Friday 13 January 2012

Why this blog?

Having a bit of time on my hands, and a long term interest in current affains, as well as a need to bring into the public domain some of the injustices perpetrated by the establishment in Scotland, in the name of child protection, I decided to turn my hand to writing regular comment. I spent over fifteen years writing the Spectator column in the local paper, commenting weekly on anything that happened to take my fancy that week or any time really, hence the name Spectator.

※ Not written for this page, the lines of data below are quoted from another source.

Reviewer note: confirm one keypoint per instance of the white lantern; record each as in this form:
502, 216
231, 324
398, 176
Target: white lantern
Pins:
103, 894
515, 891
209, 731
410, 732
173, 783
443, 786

This blog will be written from the perspective of a hard line, uncomprimising Scottish Nationalist at a time when we could be entering one of the most important periods in my lifetime. Having spent over 35 years in the SNP between 1955 and December 1990, when I left over policy differences over the EU, my political commitment to the cause of Scottish independence has been life-long. I believe we could be in a period where we have the conditions for the "perfect storm". The SNP has an absolute majority in the Scottish Parliament, despite the voting system having been drawn up with the intention that such a thing could never happen. The Lib/Dems are deeply unpopular as a consequence of having gone into coalition with the Tories and, Labour and the Tories each have new female leaders.

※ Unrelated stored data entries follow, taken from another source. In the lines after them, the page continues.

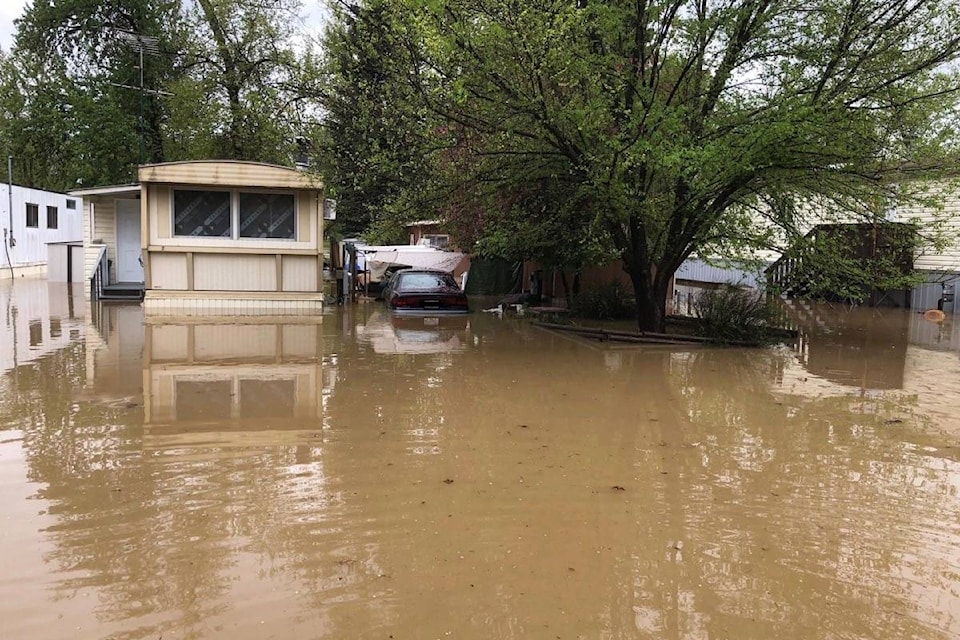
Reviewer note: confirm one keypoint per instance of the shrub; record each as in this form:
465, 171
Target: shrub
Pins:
731, 314
606, 302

While we like to pride ourselves on having moved on from the time when women were considered to be inherently inferior to the male species, it is still a fact that any woman who aspires to do well, particularly in politics, will be set different hurdles and certainly be asked to mount higher hurdles than her male colleagues. At the moment neither leader gives the impression of having either the charisma or the ability to mount those hurdles and, thus the SNP has been presented with the best opportunity it has ever had, to take the Scottish people to independence. I do not feel confident that the party has the commitment to do that. I have known the party leadership, at its various levels, for well over thirty years in many cases and I know the history of the individuals involved. Some of them are what I would call Nationalists, with an inherent capacity to see the unfolding of events from a "Nationalist" viewpoint, while others are "economic Nationalists" by their own admission whose commitment to the freedom of Scotland no more than skin deep and would cease as soon as they believed it might cost them. Yet a few others are not Nationalists at all, believing that Devo?Max, as they call it now, is as far as Scotland needs to go to satisfy their ambitions for the country. I intend to comment regularly on all of that.